In some ways, this question of intention is a secondary matter. Heydrich, writing in the SS paper Das Schwarze Korps, is responding within days of that editorial in that official Zionist organ, and he explicitly states that “the government [ie, the Nazis in power] finds itself in complete agreement with the great spiritual movement within Jewry itself, the so-called Zionism, with its recognition of the solidarity of Jewry throughout the world and the rejection of all assimilationist ideas.”
It was very important for the Nazis state to insist that Jews were not simply a religion because it was not the policy – in general – of their state to persecute and discriminate in such an extreme way against religious minorities.
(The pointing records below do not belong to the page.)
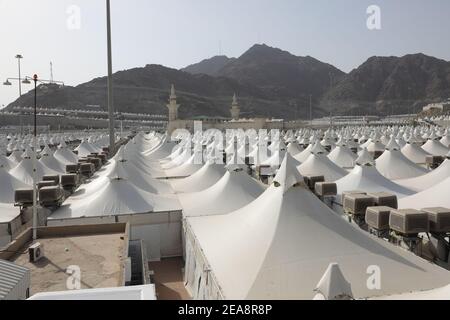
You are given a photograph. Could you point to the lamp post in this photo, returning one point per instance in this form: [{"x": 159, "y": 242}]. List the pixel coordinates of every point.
[
  {"x": 18, "y": 57},
  {"x": 35, "y": 80},
  {"x": 112, "y": 139}
]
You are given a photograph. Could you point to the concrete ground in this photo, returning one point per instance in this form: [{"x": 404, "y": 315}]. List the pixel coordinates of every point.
[
  {"x": 168, "y": 278},
  {"x": 100, "y": 264}
]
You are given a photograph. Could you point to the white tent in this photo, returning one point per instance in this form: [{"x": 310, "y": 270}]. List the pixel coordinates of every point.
[
  {"x": 204, "y": 178},
  {"x": 343, "y": 157},
  {"x": 435, "y": 196},
  {"x": 434, "y": 294},
  {"x": 434, "y": 146},
  {"x": 8, "y": 184},
  {"x": 65, "y": 155},
  {"x": 52, "y": 163},
  {"x": 6, "y": 163},
  {"x": 428, "y": 180},
  {"x": 394, "y": 165},
  {"x": 117, "y": 197},
  {"x": 16, "y": 156},
  {"x": 235, "y": 190},
  {"x": 279, "y": 246},
  {"x": 185, "y": 169},
  {"x": 24, "y": 171},
  {"x": 126, "y": 170},
  {"x": 86, "y": 148},
  {"x": 414, "y": 153},
  {"x": 320, "y": 164},
  {"x": 367, "y": 178}
]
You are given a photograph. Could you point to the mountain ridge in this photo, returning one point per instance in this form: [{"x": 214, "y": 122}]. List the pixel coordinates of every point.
[{"x": 269, "y": 82}]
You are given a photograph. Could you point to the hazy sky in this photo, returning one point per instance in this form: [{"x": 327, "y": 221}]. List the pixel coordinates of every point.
[{"x": 177, "y": 33}]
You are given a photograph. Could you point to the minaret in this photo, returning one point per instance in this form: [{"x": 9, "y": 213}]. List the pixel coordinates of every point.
[
  {"x": 235, "y": 110},
  {"x": 173, "y": 106}
]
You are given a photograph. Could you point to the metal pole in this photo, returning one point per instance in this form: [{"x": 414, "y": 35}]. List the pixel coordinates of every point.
[
  {"x": 20, "y": 83},
  {"x": 110, "y": 84},
  {"x": 34, "y": 162}
]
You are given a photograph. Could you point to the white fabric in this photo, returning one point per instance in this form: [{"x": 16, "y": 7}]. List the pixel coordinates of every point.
[
  {"x": 204, "y": 178},
  {"x": 279, "y": 246},
  {"x": 428, "y": 180},
  {"x": 368, "y": 179},
  {"x": 394, "y": 165},
  {"x": 233, "y": 191}
]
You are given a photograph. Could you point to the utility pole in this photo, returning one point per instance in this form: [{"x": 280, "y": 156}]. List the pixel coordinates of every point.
[
  {"x": 51, "y": 72},
  {"x": 18, "y": 57},
  {"x": 112, "y": 139}
]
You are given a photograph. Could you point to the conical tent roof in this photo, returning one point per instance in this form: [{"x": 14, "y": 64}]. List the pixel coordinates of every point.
[
  {"x": 435, "y": 148},
  {"x": 414, "y": 153},
  {"x": 8, "y": 186},
  {"x": 333, "y": 284},
  {"x": 435, "y": 196},
  {"x": 202, "y": 179},
  {"x": 66, "y": 156},
  {"x": 428, "y": 180},
  {"x": 185, "y": 169},
  {"x": 16, "y": 156},
  {"x": 126, "y": 170},
  {"x": 319, "y": 164},
  {"x": 116, "y": 197},
  {"x": 52, "y": 163},
  {"x": 6, "y": 163},
  {"x": 368, "y": 179},
  {"x": 24, "y": 171},
  {"x": 280, "y": 245},
  {"x": 294, "y": 148},
  {"x": 233, "y": 191},
  {"x": 394, "y": 165},
  {"x": 343, "y": 157},
  {"x": 86, "y": 148}
]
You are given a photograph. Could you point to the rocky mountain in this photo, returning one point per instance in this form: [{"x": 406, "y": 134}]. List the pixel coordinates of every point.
[
  {"x": 385, "y": 83},
  {"x": 210, "y": 67},
  {"x": 269, "y": 82}
]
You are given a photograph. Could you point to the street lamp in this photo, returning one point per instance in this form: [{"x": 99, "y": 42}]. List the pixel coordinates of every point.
[
  {"x": 18, "y": 57},
  {"x": 112, "y": 139},
  {"x": 35, "y": 80}
]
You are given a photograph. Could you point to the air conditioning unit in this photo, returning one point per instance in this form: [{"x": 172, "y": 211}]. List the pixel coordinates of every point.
[
  {"x": 439, "y": 219},
  {"x": 36, "y": 252},
  {"x": 311, "y": 181},
  {"x": 378, "y": 217},
  {"x": 408, "y": 221},
  {"x": 54, "y": 178},
  {"x": 356, "y": 204},
  {"x": 384, "y": 199},
  {"x": 325, "y": 189}
]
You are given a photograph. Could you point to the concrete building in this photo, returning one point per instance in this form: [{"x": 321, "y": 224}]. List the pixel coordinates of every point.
[
  {"x": 440, "y": 107},
  {"x": 103, "y": 255},
  {"x": 220, "y": 123}
]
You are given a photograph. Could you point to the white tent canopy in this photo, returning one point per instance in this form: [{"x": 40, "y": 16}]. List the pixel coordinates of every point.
[
  {"x": 279, "y": 246},
  {"x": 204, "y": 178},
  {"x": 8, "y": 184},
  {"x": 233, "y": 191},
  {"x": 435, "y": 196},
  {"x": 117, "y": 197},
  {"x": 368, "y": 179},
  {"x": 428, "y": 180},
  {"x": 394, "y": 165}
]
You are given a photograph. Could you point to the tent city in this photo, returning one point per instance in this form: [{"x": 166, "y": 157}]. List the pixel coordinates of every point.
[{"x": 210, "y": 150}]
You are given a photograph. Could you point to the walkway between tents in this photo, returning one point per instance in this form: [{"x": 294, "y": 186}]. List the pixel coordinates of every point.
[{"x": 168, "y": 278}]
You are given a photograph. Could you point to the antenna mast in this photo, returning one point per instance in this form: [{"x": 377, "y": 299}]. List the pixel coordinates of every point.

Thus, they insisted that the Jews were a separate nation/race. In this respect, their view clearly coincided with that of the Zionist movement – which, remember, was a minority viewpoint amongst German Jews. In that sense, Heydrich was using the Zionists against the majority of the German Jews. He was using Zionism as a polemical stick against the majority viewpoint of German Jews – for assimilation and full civil rights in Germany, the country of their birth.
LPM: What’s your estimation of the Labour conference and what does the controversy around this sensitive question tell us about the current balance of forces between the left and right?
There are contradictions. One the one hand, Corbyn wins enthusiastic applause when he calls for an end of the oppressions of the Palestinians. On the other hand, we have an ongoing guerrilla war in the lower levels of the party – at the level of council votes, for example – where bad positions are being adopted, very dangerous votes taken.
So, the “weaponisation” of anti-Semitism continues, but can move into different arenas of struggle. We can make progress in the Labour Party itself, but then in local councils the rightwing Labour councillors can stop education on the issue of Israel-Palestine, they can close down actions and meetings in solidarity with the Palestinians, etc.
The fight isn’t over! This dirty war against us will continue and probably intensify as the pro-Israel apologists and rightist in the party lose ground.